Erklärung für retrograde heiße Jupiter
von
Rainer Kayser
12.
Mai 2011
Unter den mehr als 500 Planeten um ferne Sonnen, die
Astronomen seit 1995 aufgespürt haben, finden sich zahlreiche Welten mit
überraschenden Eigenschaften. So entdeckte man Gasriesen auf engen Umlaufbahnen,
die ihre Sonnen entgegen der Drehrichtung des Sterns umkreisen. Amerikanische
Forscher könnten nun eine Erklärung für das Phänomen gefunden haben.
Ein zweiter großer Planet (als kleiner Punkt
oben links zu sehen) könnte für den retrograden
Orbit des Gasriesen um seine Sonne verantwortlich
sein.
Bild: Lynette Cook / Eurekalert
/ Northwestern University |
Die Anziehungskraft eines zweiten großen Planeten kann einen jupiterähnlichen Gasriesen nicht nur nahe an den Stern wandern lassen, sondern sogar die Richtung seiner Umlaufbahn umkehren. Das zeigen Computersimulationen, die amerikanische Forscher im Fachblatt
Nature
präsentieren. Bislang waren Umlaufbahnen gegen den allgemeinen Drehsinn eines Planetensystems für die Astronomen ein unerklärliches Phänomen.
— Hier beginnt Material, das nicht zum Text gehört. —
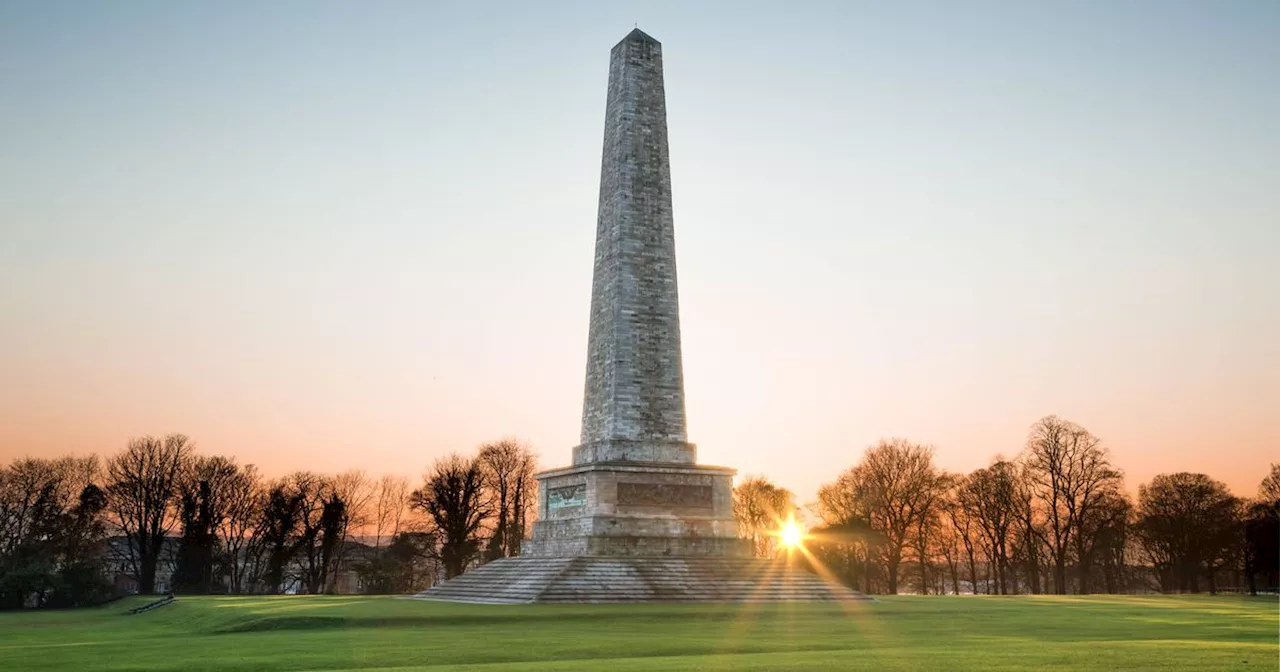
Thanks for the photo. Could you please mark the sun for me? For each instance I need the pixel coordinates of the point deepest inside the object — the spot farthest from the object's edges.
(791, 534)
Seit 1995 haben die Himmelsforscher über 500 Planeten bei anderen Sternen aufgespürt. Viele davon sind so genannte heiße Jupiter, große Gasplaneten auf extrem engen Umlaufbahnen. Etwa ein Viertel dieser heißen Jupiter kreist verkehrt herum, also gegen die Drehrichtung des Sterns.
"Und das ist verrückt, insbesondere für einen Planeten so nahe an einem Stern", erklärt Frederic Rasio von der
Northwestern University in Evanston, USA. Denn da ein Stern und seine Planeten aus einer rotierenden Gaswolke entstehen, sollten alle Himmelskörper in einem System die gleiche Rotationsrichtung - die der ursprünglichen Gaswolke - zeigen. Gegenläufige Umlaufbahnen
"verletzen offensichtlich unser grundlegendes Verständnis der Planetenentstehung", so Rasio weiter.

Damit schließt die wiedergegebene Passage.